Karena sangat ingin bertemu gurunya untuk meminta nasehat kepadanya, Muhammad II mencabut bayonetnya dan merobek tenda gurunya. Nampaklah gurunya tengah bersujud. Sujud yang lama, hening, dan khusyuk. Muhammad II hanya menyaksikan hingga gurunya menyelesaikan sujud panjangnya dalam qiyamul lailnya.

Apa yang tengah dilakukan Syaikh Aaq Syamsuddin hingga Muhammad II, sultan dan murid kesayangannya, sekalipun tak boleh mengganggunya. Rupanya, Syaikh Aaq Syamsuddin ingin khusyuk mendoakan muridnya dalam sujud panjang qiyamul lailnya. Ini rupanya salah satu rahasia keberhasilan Muhammad II membebaskan Konstantinopel.

Usai qiyamul lail, Syaikh Aaq Syamsuddin memberikan nasehat agar Muhammad II dan seluruh pasukannya berpuasa pada esok hari, senin 28 Mei 1453. Malamnya melaksanakan qiyamul lail berjama’ah, berzikir, dan berdoa memohon pertolongan kepada Allah. Semua nasehat gurunya disampaikan dalam pidatonya yang berkobar-kobar kepada semua pasukannya.

Maka, pada malam 29 Mei 1453, usai menunaikan qiyamul lail, Muhammad II mengobarkan semangat jihad pasukan Janisarinya untuk menuntaskan misi gila memindahkan kapal-kapal perang lewat jalan darat dan bukit untuk bisa masuk selat tanduk emas. Karena itulah, titik terlemah benteng Konstantinopel.

Misi itu pun tertuntaskan. 70 puluh kapal perang berhasil dipindahkan lewan jalan darat dan masuk selat tanduk emas. Babak akhir pembebasan Konstantinopel pun dimulai.
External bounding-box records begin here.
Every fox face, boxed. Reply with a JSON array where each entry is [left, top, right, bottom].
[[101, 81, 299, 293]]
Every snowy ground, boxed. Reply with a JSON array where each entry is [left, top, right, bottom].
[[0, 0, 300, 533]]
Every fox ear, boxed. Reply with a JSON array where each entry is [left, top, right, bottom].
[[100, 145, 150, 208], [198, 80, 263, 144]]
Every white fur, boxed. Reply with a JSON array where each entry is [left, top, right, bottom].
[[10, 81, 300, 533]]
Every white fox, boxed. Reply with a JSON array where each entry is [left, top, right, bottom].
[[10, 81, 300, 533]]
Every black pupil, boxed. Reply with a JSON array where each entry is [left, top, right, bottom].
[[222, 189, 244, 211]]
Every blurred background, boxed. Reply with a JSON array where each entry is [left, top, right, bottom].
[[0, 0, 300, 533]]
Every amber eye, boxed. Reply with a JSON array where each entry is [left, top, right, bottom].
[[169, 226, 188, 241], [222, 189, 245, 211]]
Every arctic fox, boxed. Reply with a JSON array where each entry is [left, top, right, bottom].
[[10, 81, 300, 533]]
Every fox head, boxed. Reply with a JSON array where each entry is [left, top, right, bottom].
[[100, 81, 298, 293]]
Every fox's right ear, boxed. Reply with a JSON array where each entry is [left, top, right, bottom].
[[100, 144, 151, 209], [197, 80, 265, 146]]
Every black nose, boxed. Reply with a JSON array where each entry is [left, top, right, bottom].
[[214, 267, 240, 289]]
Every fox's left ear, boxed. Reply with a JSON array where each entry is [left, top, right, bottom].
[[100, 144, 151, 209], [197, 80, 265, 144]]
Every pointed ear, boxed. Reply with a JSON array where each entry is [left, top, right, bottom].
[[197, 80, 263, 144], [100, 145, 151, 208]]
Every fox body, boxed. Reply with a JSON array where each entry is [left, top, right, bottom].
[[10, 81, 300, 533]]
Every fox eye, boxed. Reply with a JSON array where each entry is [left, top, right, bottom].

Berbagai gempuran dan serangan bertubi-tubi akhirnya mampu menjebol benteng Konstantinopel. Pada 29 Mei 1453 Konstantinopel berhasil dibebaskan oleh seorang pemuda belia nan saleh berusia 23 tahun.

Dalam konteks pendidikan, ada pesan penting dalam perjuangan heroik membebaskan Konstantinopel, yaitu doa tulus dan khusyuk dari seorang guru saleh nan bertakwa untuk muridnya yang saleh. Doa itu melesat menembus langit ketujuh, menggetar Arsy, dan sampai kepada Allah. Allah pun mengijabah doa tulus nan khusyuk dari guru saleh dan bertakwa. Konstantinopel pun berhasil dibebaskan.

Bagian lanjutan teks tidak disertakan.